Catherine wore her same smile, like a
modest general after his first brilliant campaign
After the war
there is only one mention of Catherine’s smile.
It is late in the film after tensions
between Jim and
Catherine arise because of their inability to have a child, Jim’s previous
absence from Catherine, her pregnancy that Jim believes is Albert’s, and her
miscarriage. She became severely depressed. Jim goes to visit Jules and
Catherine at their house on the Seine. As they are preparing for an outing the
narrator comments about the sincerity of her smile.
Catherine was smiling, but she had a look of intrigue about her.

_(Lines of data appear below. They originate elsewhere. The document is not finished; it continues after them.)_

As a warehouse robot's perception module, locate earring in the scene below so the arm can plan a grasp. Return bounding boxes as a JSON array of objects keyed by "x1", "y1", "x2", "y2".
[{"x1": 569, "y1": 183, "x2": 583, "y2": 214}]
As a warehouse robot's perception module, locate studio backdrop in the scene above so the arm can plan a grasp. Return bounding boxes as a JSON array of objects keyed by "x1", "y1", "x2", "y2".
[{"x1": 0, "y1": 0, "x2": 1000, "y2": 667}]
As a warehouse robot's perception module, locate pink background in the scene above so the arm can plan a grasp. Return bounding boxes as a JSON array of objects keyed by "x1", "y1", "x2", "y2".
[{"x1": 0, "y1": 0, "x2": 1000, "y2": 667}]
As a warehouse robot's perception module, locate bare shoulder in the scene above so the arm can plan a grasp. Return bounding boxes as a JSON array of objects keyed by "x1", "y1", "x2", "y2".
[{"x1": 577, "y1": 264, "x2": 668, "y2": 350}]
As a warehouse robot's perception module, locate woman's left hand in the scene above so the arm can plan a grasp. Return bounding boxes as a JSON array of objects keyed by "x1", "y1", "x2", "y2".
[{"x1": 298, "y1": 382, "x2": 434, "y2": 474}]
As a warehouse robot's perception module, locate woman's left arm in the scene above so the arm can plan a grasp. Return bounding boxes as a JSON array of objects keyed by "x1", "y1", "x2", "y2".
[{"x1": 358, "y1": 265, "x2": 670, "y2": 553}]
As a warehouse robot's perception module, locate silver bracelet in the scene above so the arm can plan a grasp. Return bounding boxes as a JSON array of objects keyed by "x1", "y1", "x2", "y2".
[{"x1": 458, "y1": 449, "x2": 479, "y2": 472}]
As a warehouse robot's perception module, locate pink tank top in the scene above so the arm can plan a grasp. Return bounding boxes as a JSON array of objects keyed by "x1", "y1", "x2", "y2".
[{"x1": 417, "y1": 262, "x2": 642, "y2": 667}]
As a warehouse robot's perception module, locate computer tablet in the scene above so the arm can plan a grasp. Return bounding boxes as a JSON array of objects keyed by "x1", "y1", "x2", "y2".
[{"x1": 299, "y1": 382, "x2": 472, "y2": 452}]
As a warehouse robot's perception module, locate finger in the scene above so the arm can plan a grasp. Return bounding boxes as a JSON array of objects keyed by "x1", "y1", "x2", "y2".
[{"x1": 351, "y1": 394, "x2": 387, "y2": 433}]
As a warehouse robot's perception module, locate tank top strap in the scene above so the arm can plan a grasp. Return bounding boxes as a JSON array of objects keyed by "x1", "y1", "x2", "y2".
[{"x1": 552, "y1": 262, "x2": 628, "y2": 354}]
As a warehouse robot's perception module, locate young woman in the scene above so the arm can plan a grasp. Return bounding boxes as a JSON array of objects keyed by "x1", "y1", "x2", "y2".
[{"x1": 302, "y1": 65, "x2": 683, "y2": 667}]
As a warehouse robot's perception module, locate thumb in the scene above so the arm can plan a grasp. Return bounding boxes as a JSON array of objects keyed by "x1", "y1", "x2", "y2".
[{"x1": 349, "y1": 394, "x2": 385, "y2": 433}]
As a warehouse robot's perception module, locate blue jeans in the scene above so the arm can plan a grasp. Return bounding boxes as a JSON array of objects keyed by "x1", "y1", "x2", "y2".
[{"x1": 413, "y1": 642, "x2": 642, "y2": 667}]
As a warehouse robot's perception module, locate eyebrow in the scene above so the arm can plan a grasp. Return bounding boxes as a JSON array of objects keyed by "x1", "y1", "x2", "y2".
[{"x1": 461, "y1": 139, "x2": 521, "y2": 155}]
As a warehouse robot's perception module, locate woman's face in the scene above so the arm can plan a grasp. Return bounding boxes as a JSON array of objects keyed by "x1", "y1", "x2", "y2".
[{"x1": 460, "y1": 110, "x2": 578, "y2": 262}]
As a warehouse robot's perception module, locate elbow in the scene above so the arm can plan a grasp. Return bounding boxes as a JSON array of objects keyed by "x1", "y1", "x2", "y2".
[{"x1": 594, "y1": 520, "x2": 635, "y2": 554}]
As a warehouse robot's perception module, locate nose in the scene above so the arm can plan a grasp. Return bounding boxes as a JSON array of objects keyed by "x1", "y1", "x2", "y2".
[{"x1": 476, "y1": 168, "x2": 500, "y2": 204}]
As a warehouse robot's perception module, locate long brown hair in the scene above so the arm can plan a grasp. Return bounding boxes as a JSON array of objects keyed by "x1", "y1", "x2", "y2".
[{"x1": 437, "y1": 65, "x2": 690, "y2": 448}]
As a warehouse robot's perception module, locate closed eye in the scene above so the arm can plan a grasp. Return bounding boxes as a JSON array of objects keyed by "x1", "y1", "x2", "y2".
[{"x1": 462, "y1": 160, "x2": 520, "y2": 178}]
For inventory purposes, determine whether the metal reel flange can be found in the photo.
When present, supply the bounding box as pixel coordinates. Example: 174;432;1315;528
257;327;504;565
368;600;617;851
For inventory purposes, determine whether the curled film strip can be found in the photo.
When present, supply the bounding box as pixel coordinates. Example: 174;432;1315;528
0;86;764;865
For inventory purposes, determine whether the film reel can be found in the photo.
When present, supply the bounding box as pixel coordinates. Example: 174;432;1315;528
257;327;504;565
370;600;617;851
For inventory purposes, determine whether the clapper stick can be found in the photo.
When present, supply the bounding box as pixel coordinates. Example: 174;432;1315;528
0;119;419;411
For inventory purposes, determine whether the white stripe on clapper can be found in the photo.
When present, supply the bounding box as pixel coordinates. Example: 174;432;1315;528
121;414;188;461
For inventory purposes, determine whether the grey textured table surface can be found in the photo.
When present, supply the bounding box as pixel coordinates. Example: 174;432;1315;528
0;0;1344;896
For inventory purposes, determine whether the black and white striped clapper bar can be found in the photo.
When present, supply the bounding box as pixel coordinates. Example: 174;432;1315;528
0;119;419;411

Catherine was smiling, but she had a look of intrigue about her.
The
voice over describes the camera movement, the silence, and their reaction to
her smile. Her behavior becomes erratic as
she drives her car around the sidewalk. In a bedroom scene, when Jim tells her
he will marry Giberte, she feigns a smile before she starts crying, goes into a
rage and takes a pistol to attempt to kill Jim. Albert’s initial description of
the statues lips as “A bit scornful” has become one major understatement.
The
Belle Époque when the three first met was disrupted by the First World War. A new
horror is on the horizon. Nazi book burning is shown in a newsreel that they
are watching. Could the trio live through the coming horror? Catherine kills herself and Jim as she drives
her car from a bridge while Jules is nearby watching.